To wrap up I must share the end of the chapter as he makes his third observation challenging what he calls “evangelical cliches.” First he says that the phrase, “God’s love is unconditional” is true but only in the sense of election, not in the sense of His Fatherly love:
“God’s discipline of His children means that He may turn upon us with the divine equivalent of the “wrath” of a parent on a wayward teenager…”
Carson again equivocates God’s wrath with that of an earthly father’s “wrath” over his wayward children. (But why Carson defines this response to a child as “conditional love” instead of “conditional blessing” is perplexing.)
I must add this bit of his pastoral advice on how to navigate in speaking to different people about the love of God. According to Carson you really must become a mind-reader because:
“…if you say ‘God’s love is unconditional’ to a Christian who is drifting toward sin you may convey the wrong impression and do a lot of damage. Such Christians need to be told that they will remain in God’s love only if they do what He says. Obviously it is pastorally important to know what passages and themes to apply to which people at any given time.
‘God loves everybody exactly the same way.’
That is certainly true in passages belonging to the second category, in the domain of providence…but it is certainly not true in passages belonging to the fourth category, the domain of election. (pg 24)”

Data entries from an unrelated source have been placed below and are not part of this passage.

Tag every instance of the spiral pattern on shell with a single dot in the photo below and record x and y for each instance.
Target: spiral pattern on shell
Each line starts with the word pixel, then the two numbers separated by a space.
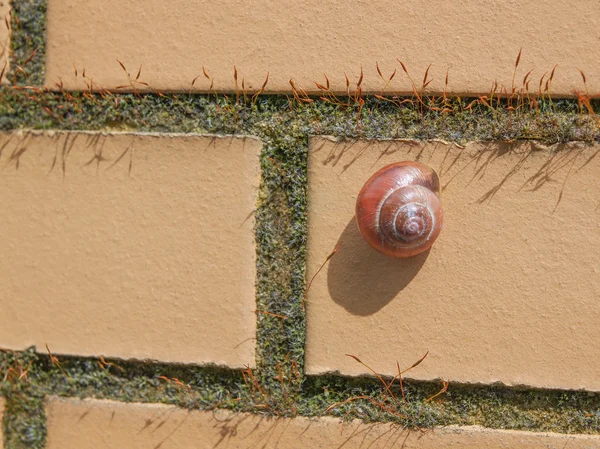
pixel 398 210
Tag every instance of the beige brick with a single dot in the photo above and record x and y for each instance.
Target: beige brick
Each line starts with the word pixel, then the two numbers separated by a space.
pixel 4 36
pixel 1 420
pixel 477 41
pixel 129 245
pixel 509 291
pixel 82 424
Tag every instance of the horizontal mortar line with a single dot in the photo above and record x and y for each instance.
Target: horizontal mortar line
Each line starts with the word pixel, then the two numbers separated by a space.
pixel 151 364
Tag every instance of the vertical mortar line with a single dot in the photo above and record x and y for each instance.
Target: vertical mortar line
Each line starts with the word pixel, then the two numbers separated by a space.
pixel 28 36
pixel 281 244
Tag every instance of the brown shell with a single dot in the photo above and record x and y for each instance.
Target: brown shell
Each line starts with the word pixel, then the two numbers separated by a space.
pixel 398 210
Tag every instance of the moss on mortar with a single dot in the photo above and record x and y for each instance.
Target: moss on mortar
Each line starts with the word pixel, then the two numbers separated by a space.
pixel 277 386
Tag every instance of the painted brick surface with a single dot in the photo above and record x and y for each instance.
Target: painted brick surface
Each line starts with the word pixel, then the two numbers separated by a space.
pixel 129 245
pixel 476 41
pixel 86 424
pixel 509 291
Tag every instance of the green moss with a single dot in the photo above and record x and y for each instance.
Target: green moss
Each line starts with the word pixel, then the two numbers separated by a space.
pixel 28 41
pixel 277 386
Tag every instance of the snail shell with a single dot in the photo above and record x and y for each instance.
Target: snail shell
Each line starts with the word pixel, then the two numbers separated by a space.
pixel 398 210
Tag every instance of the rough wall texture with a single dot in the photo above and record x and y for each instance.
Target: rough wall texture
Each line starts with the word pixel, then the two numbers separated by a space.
pixel 477 42
pixel 76 424
pixel 507 293
pixel 131 246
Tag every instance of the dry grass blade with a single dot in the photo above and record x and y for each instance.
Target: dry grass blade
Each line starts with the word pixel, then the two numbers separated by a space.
pixel 385 384
pixel 403 66
pixel 425 83
pixel 417 363
pixel 335 250
pixel 518 58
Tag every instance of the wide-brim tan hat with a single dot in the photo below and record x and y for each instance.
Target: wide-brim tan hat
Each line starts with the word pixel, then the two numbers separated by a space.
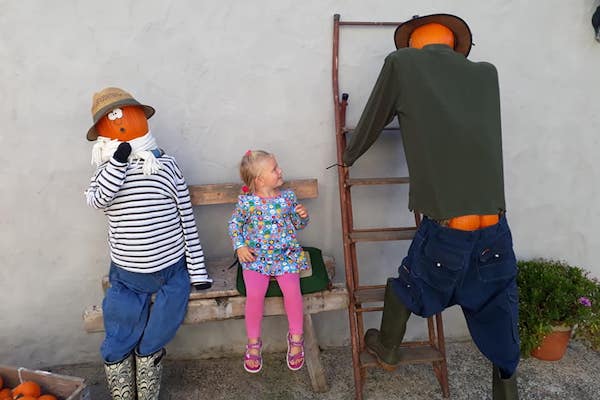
pixel 463 39
pixel 107 100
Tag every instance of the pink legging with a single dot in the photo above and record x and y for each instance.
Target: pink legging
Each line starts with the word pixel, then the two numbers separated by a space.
pixel 256 288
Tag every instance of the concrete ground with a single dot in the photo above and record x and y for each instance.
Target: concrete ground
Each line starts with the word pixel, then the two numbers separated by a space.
pixel 576 377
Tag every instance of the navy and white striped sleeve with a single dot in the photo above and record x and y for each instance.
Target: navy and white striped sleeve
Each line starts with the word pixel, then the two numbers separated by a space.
pixel 105 184
pixel 193 249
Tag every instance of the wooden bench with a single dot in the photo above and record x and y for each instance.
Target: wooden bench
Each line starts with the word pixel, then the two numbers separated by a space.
pixel 222 301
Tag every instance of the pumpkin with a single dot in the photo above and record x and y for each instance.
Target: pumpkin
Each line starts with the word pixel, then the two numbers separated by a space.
pixel 465 223
pixel 27 388
pixel 123 124
pixel 488 220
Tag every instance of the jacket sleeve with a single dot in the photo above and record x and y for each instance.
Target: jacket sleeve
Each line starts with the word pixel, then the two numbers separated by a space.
pixel 378 112
pixel 194 254
pixel 105 184
pixel 236 225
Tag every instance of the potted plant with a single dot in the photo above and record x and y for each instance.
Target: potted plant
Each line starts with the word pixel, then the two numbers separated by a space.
pixel 556 299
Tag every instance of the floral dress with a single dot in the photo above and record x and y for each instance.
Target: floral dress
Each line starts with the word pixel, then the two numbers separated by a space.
pixel 268 226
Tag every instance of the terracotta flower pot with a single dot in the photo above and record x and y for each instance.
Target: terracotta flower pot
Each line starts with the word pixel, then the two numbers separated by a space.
pixel 554 345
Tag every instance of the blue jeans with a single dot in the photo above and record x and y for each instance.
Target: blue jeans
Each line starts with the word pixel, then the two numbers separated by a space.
pixel 474 269
pixel 133 321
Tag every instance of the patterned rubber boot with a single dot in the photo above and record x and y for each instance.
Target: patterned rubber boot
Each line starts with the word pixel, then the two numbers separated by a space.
pixel 504 389
pixel 148 375
pixel 120 377
pixel 384 344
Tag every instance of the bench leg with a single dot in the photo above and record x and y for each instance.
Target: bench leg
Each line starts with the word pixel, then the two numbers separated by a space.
pixel 312 358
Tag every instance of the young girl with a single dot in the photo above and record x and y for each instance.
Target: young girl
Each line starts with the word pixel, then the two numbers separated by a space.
pixel 263 231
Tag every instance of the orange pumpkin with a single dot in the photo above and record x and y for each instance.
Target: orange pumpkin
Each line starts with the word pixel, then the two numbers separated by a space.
pixel 465 223
pixel 123 124
pixel 27 388
pixel 488 220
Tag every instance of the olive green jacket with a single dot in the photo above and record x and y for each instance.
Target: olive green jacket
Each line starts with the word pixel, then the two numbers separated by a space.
pixel 448 109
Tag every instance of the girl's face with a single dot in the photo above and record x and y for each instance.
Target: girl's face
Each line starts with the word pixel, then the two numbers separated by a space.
pixel 271 176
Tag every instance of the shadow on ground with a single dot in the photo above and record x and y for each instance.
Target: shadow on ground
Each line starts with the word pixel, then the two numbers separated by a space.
pixel 576 377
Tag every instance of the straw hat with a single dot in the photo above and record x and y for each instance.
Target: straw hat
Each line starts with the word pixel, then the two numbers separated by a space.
pixel 107 100
pixel 462 34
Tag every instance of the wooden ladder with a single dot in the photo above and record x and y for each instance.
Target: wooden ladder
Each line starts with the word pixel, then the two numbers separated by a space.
pixel 429 351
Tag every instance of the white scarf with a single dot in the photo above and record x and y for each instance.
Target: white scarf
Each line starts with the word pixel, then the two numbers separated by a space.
pixel 141 149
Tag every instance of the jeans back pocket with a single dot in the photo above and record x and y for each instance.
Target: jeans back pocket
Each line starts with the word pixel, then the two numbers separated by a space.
pixel 440 264
pixel 497 262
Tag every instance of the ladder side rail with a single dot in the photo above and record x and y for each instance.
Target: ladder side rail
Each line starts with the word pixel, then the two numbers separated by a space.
pixel 342 176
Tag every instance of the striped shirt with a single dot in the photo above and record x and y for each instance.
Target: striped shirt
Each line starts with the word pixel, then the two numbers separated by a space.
pixel 150 218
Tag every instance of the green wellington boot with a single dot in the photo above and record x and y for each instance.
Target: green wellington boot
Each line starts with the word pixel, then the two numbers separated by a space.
pixel 385 343
pixel 148 375
pixel 504 389
pixel 120 377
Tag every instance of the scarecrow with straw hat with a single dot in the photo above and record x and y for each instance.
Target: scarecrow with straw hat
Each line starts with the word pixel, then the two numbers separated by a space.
pixel 153 241
pixel 448 108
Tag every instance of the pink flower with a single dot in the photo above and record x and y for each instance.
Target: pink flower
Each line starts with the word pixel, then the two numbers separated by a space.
pixel 584 301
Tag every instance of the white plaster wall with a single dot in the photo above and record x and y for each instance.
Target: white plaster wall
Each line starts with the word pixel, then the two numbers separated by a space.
pixel 225 76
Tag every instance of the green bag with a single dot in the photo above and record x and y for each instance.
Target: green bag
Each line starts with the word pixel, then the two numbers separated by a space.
pixel 312 280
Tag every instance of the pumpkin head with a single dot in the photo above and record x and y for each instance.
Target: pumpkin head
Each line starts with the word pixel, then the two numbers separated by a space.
pixel 432 33
pixel 123 123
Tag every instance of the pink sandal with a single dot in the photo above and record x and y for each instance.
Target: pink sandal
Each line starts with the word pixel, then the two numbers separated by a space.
pixel 253 357
pixel 295 361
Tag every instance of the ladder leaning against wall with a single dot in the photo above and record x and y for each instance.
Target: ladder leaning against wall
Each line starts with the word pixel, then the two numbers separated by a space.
pixel 361 296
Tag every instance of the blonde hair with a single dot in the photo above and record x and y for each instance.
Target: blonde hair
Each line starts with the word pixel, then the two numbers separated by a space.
pixel 251 168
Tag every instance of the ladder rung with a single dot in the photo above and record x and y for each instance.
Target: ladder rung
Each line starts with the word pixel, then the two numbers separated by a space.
pixel 378 181
pixel 408 355
pixel 369 294
pixel 386 129
pixel 383 234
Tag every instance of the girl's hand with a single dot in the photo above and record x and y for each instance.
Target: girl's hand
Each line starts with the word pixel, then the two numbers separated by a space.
pixel 301 211
pixel 245 254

Now this is not so encouraging. Unless, this serves the reader by showing the utter confusion and potential bondage this kind of thinking can produce. Now we are back to multiple Gods with multiple purposes. Again it is the confusion between God’s love and His blessings. His love never changes: it is finished, all of grace, once for all; but His blessings are conditional. The prodigal son, who did not “keep himself in love” but rather ran away to a far country, was not blessed by his father until he returned. But while he was gone the father never ceased to love him. Is this not the way we are to see the difference between God’s “unconditional love” and His conditional blessings?
The only way out of this muddle is to see that God’s love, wrath and fire have one purpose because they all emanate from the all glorious, all loving, all holy God who is ONE!